The European Commission PCI list approval comes two days after European Ombudsman Emily O’Reilly concluded that the environmental and climate assessment done by the European Commission on the PCI list was inadequate. O’Reilly, called for further study of the issues in response to a complaint made by an activist with the organization Food and Water Europe and asked for a response by the end of March.
That same day, the outlet EURACTIV also reported that the European Commission may soon launch “a strategy to curb methane emissions” through the office of Energy Commissioner Kadri Simson. That strategic plan may come out later this year, an anonymous source within the Energy Commissioner’s office told EURACTIV.
Methane is a greenhouse gas 84 times more potent than carbon dioxide during its first 20 years in the atmosphere, the key time period during which scientists say radical action must be taken on the climate crisis.
A January investigation by the business publication Bloomberg, doing an analysis of LNG projects approved during the tenure of President Donald Trump, concluded that the facilities could emit greenhouse gases equivalent to that of 24 coal-fired power plants per year.
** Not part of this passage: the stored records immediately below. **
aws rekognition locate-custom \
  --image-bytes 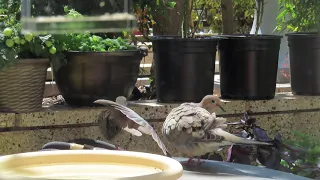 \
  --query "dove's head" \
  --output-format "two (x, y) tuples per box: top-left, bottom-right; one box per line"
(191, 121), (206, 139)
(116, 96), (128, 106)
(200, 95), (226, 112)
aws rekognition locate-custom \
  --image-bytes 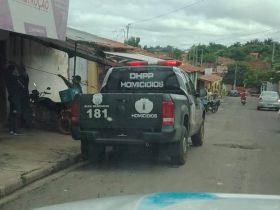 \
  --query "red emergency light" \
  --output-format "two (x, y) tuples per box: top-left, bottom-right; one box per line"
(158, 60), (182, 66)
(127, 61), (149, 66)
(127, 60), (182, 66)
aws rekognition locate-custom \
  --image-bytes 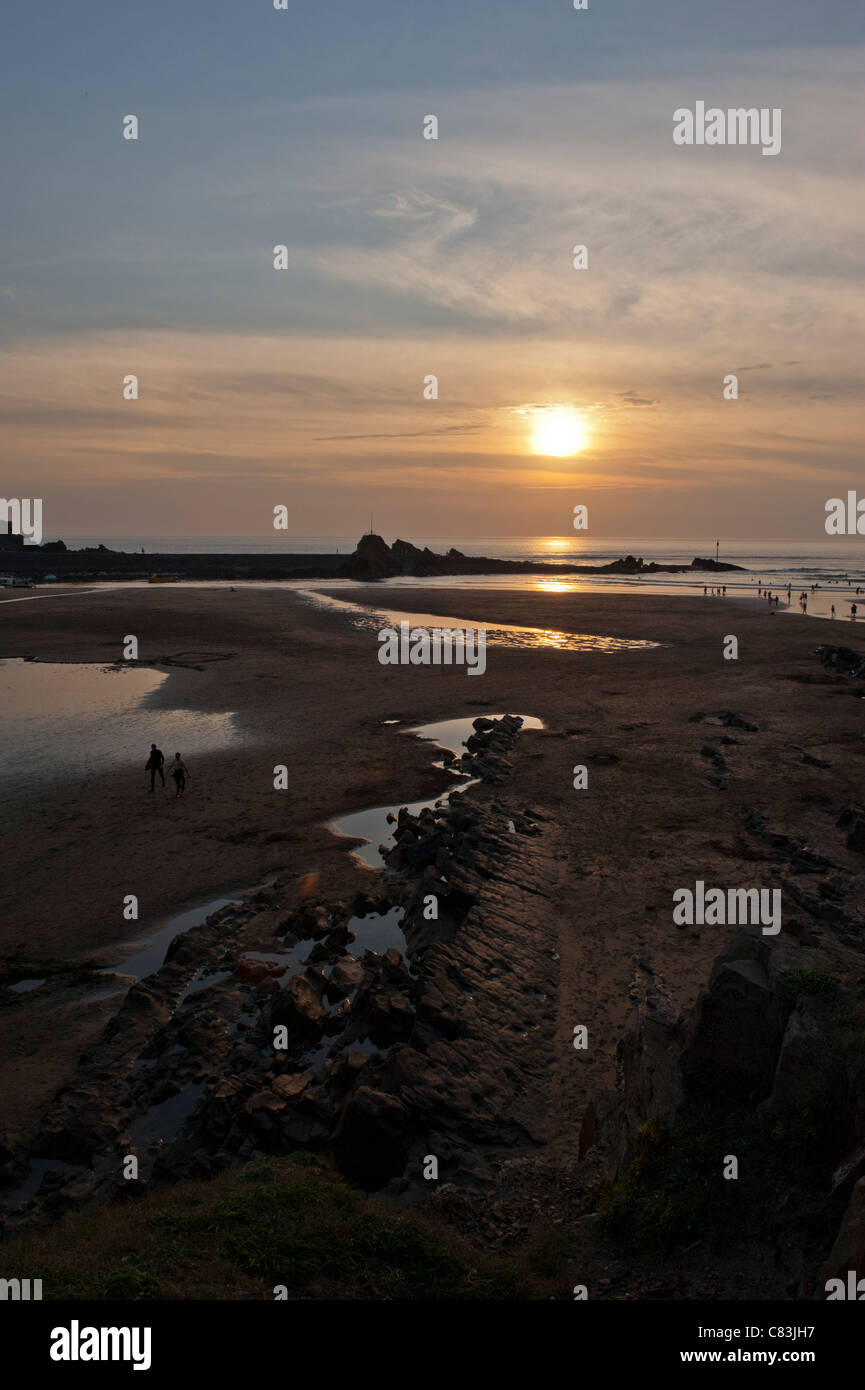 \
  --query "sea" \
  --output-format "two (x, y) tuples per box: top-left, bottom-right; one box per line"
(55, 531), (865, 575)
(44, 532), (865, 621)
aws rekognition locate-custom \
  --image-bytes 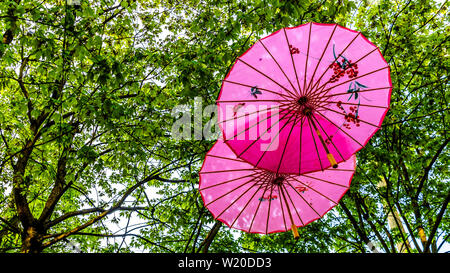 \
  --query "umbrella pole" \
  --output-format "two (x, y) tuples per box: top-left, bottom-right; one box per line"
(308, 117), (338, 169)
(279, 185), (300, 239)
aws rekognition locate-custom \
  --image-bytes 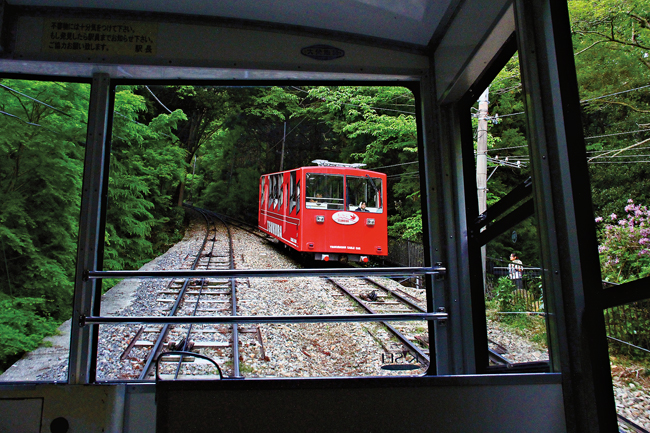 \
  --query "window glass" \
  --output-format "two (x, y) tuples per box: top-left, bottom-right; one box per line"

That’s more than the entire state of Kentucky’s coal power plant fleet.
“The emissions from these projects can’t be squared with the sorts of drastic, drastic reductions we need in order to avoid catastrophic climate change,” says Nathan Matthews, a senior Sierra Club attorney, told the publication.
Bloomberg’s reporting team does not account for the greenhouse gas costs of transporting the fracked gas from point A, the wellhead, and point Z, the LNG import facility somewhere on the other side of the world. The numbers also only accounted for 11 of the “freedom gas” terminals approved by Trump, with the tally now up to 15 after the Feb. 10 decision.
Shannon LNG is a subsidiary of New Fortress Energy, which is owned by Wes Edens, the owner of the Milwaukee Bucks basketball team, USA Today and a major donor to the Democratic National Committee. Edens also sits on the Host Committee for the forthcoming Democratic National Committee in Milwaukee, where the victory of the party’s presidential primary race will receive the crown as the party’s nominee to occupy the White House.
The terminal aims to intake gas obtained from fracking in fields such as Pennsylvania’s Marcellus Shale basin. And much of that gas will be moved to its export terminal by rail on trains owned by Edens, which itself has attracted opposition among local activists.
On Feb. 5, Ruffalo spoke out against the PCI list before the European Parliament.
“It is going to be fracked gas taken from my community, it’s going to poison our people and it is the antithesis of moving forward with the European Green Deal,” Ruffalo told the Parliament. “And what I’m asking you to do…is to dump those projects, scrap them, and put that money into real renewable energy and clean energy projects.”
The PCI list also includes the EastMed Pipeline, slated to vacuum up gas drilled offshore from the eastern Mediterranean Sea and move it to Cyprus, through Greece and into Italy.
Climate advocates have expressed similar concerns about methane leakage for tapping into that offshore gas. One of the main companies which has lobbied in the United States and European Union for more access to the offshore reservoir is ExxonMobil.